Walmart, CVS, and other pharmacies have membership programs that can save you money. By signing up for these programs, you can get access to discounts on your medication. You can also earn discounts to use on other pharmacy purchases.
Grants for charitable organizations can cover your medical costs. Some examples include:
The PAN Foundation
The PAN Foundation helps uninsured people who have received a diagnosis of a life threatening, chronic, or rare disease pay for their medical care. You can see a list of conditions the foundation currently provides assistance for on its website.
If you have a condition listed on the site, you can instantly check your eligibility and can then apply online for a grant.
The HealthWell Foundation
The HealthWell Foundation helps uninsured people with certain medical conditions pay for their medical expenses. You can see their list of covered conditions on its website.
If you have a condition covered on the site, you can apply for a grant that will cover your medical expenses.
Good Days is an organization that can help people with chronic and acute conditions pay for their medical treatments. You can check out the list of covered conditions here.
Applications for assistance are available in both English and Spanish.
There are a few additional options you can explore to get access to lower cost or free healthcare.
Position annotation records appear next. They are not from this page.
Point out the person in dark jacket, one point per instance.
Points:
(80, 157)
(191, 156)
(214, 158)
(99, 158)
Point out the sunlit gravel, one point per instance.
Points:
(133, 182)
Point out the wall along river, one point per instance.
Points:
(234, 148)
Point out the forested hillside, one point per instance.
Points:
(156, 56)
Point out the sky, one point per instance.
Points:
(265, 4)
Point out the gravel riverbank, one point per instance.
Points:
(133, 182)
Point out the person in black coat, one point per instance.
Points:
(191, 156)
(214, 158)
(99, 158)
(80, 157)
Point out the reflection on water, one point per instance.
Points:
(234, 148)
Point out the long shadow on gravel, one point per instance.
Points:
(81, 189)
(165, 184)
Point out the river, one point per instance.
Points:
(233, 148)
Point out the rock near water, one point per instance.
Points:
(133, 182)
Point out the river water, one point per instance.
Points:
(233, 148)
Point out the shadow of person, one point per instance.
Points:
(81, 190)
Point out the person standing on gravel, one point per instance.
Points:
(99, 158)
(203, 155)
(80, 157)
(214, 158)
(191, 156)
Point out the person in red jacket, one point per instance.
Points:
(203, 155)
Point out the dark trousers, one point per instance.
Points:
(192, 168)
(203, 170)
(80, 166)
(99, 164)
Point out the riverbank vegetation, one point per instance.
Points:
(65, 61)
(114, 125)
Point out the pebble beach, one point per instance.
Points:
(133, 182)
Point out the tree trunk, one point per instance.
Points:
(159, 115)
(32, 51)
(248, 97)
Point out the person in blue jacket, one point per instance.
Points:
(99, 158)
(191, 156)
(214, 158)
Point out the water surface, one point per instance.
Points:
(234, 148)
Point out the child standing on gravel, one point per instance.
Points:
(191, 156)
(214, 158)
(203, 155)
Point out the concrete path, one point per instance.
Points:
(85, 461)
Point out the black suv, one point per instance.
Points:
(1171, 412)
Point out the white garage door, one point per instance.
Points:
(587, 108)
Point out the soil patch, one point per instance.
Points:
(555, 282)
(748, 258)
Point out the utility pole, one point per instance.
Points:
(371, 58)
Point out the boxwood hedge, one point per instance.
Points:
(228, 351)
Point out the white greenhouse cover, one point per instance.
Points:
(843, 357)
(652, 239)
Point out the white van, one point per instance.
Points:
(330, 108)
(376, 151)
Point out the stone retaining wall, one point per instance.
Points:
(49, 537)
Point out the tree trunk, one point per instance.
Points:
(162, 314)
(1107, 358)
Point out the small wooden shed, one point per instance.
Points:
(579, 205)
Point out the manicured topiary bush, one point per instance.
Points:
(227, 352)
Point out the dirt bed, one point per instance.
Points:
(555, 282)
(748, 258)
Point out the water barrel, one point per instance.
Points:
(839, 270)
If you haven’t already, consider doing the following:
- Ask the hospital or doctor’s office about installment payment programs.
- Search for programs specific to a health condition you have.
- Apply for low cost health insurance on the Health Insurance Marketplace.
- If you’re a veteran, apply for VA benefits.
- Sign up for clinical trials in your area to help researchers study new treatments.
- Consider telehealth for conditions that don’t need in-person care.
You can learn more about accessing medical care without insurance by reading answers to common questions.
When can I enroll in Medicaid?
If you qualify for Medicaid, you can enroll at any time. Check out your state’s Medicaid website for income limits and other details.
What if I can’t pay an emergency room bill?
In an emergency, getting care is your No. 1 priority. But this can leave you with a bill that is outside of your budget, especially if you don’t have insurance.
However, medical bills are often negotiable. In many cases, you can call the hospital’s billing department to work out a plan.
If you’re unable to work out a plan with the hospital, there are nonprofit organizations that can help you apply for debt forgiveness.
Will healthcare professionals treat me if I don’t have insurance?
It’s illegal for healthcare professionals to refuse care in an emergency.
This isn’t the case for nonemergency care. Most healthcare professionals will list payments they accept on their websites.
If private pay is listed, you can get treatment without insurance. If it’s not, it’s best to call in advance to make sure the healthcare professional accepts patients who don’t have insurance.
You have options for receiving medical care even when you don’t have health insurance. There are several sources you can turn to for care, prescriptions, payment help, and more. Some programs are limited to certain states or certain health conditions.
Additionally, you will need to meet income requirements to qualify for some of these programs. If you don’t, options like telehealth and urgent care can help you cut costs.
You can also look into getting affordable insurance through the Health Insurance Marketplace.